Giving you everything from David Lynch to Black Swan, “Tunnel” is a tour de force, a labyrinthian trip into Brodie’s psyche that’s as fractured and wounded and terrifying as you’d expect. (I want to have been at the props meeting when someone realized they’d need to produce a giant cup of semen and also come up with a way to create a muppet dog that would be equal parts adorable and slightly askew.)

The conclusion (“I’m sorry you’re so fucked up”) may have left me wanting. But I guess it was a journey of self-discovery that merely helped tee up our final match-up of the night.

Part V: Home ***

There is no place like “home.” But what is home for Brodie? Is it the house he shared with Noah which has now been tainted by Daddius’s ghost and Julian’s presence? Is it Brenda’s house which always seemed to him as a place he needed to escape? Is it Ruthie and Shar’s, the only characters who are actively trying to build a home that will outlast them?

As he struggles to find his place in the world — and a reason to stay in it; isn’t he merely making everyone’s lives worse? — Brodie lands back at Noah’s, only to face the brother he’s apparently always resented. Unlike the Ruthie/Brodie showdown we got last time, this one feels decidedly more literate and maybe just a tad less satisfying.

If the final confrontation between Brodie and Julian feels a little too on the nose (they’re so measured! So insightful! So self-aware!), it at least offers O’Connell a chance to color in Julian’s personality, which tracks given that the Special creator co-wrote the episode with Dunn.

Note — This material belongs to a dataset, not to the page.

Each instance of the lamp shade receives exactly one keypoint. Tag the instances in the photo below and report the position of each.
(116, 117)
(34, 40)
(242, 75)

I don’t know that I’d have pegged this duo to be the structuring anchor of “Problematica,” but thinking of these two as queer foils does give the episode, and the show, in turn, a lovely twinned sensibility. Each has dealt with their own othering in different ways, and each has found their own way of turning their past into charming parts of their present. How Brodie will recover from yet again alienating himself from someone he loves is yet to be seen, but we only have one more episode, so let us hope all those ominous shots of knives and sharpened edges don’t presage any more violence in our/his future.

Fun as F - - -

• “Skinny white boys will always be out here fucking!” Armand Fields brings such regal poise to Bussey, both in and out of drag, that I’m ashamed it’s taken me so long to single them out in one of these recaps. But truly, that scene between them and Mingus was just masterful.

• “Rock ’n’ Roll Suicide” by David Bowie and Kim Cattrall singing “Maybe This Time” from Cabaret? I guess this is a show called QUEER As Folk.

• Mingus may have rocked their Bowie rehearsal/performance in the cavernous relic that is Babylon, but I wanted to see more of their demonic-like take on the singer during Brodie’s trip. They looked fabulous in a way only a Bowie fan attending a horror convention could.

• Ed Begley Jr.! I was just complaining he’d only shown up for one scene, and here he is … in just one other scene! Also, who do we think kept the polaroid of Johnny Sibilly straddling Ryan O’Connell? Do we think it’ll be up for an auction any time soon?